Owen didn’t like playing the Wyatt card, but he found himself doing it more and more these days. His mother wondered why he’d been so out of touch? Oh, you know, things with Wyatt have been a little rough lately. His boss needed his expense report? Wyatt’s not sleeping again, Lucy and I are taking turns with him at night, I guess I’ve gotten a little backed up on things. Wyatt had become his get-out-of-jail-free card, his all-purpose excuse, his reason why.

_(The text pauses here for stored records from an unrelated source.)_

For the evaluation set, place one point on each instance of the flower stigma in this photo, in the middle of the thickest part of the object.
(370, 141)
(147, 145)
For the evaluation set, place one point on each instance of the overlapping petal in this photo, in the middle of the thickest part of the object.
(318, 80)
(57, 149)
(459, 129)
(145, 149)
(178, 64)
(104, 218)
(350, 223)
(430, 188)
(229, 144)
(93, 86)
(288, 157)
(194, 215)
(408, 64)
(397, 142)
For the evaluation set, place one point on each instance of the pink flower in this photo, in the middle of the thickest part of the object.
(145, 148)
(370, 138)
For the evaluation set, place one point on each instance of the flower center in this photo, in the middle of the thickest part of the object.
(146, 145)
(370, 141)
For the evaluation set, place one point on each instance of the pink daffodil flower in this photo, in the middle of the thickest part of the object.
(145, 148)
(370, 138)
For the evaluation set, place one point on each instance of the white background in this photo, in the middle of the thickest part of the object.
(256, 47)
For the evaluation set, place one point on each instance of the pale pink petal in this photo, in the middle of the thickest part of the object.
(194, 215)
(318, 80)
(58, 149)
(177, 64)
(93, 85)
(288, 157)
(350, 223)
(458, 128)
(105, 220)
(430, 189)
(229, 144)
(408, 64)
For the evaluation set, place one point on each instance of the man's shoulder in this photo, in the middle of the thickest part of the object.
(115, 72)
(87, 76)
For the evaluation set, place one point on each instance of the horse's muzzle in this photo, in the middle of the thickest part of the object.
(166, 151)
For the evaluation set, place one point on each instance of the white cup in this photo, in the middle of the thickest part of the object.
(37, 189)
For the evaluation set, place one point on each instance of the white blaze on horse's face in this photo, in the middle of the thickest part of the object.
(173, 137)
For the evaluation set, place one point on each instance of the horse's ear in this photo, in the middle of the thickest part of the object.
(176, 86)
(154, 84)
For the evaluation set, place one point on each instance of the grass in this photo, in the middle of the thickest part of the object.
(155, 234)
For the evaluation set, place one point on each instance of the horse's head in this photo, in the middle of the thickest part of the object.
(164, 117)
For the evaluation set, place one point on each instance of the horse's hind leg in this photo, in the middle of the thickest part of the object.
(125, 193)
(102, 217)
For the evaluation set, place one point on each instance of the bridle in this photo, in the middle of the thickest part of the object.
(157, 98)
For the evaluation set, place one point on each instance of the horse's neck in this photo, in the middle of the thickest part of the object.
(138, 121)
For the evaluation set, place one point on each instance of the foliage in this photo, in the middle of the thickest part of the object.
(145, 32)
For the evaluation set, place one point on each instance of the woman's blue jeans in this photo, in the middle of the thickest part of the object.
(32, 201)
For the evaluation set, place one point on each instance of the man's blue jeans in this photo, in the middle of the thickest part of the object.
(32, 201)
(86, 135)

But really, it wasn’t Wyatt. Not lately, not the way it used to be. Wyatt was doing better. It was hard to put a finger on just what exactly was going on with his son. It wasn’t simply compliance, although that was part of it. He put up less of a fight doing the ordinary tasks of life. Getting dressed, putting his shoes on, climbing in and out of the car, brushing his teeth, going to bed. They had reinstituted the visual schedule at home, and that was probably part of it. Wyatt liked to know what was next, so Owen and Lucy Velcroed small laminated PECS cards with simple pictures and phrases—Get dressed, Eat snack, Play game, Ride in car—down a long grid, with the day carved into manageable half-hour units.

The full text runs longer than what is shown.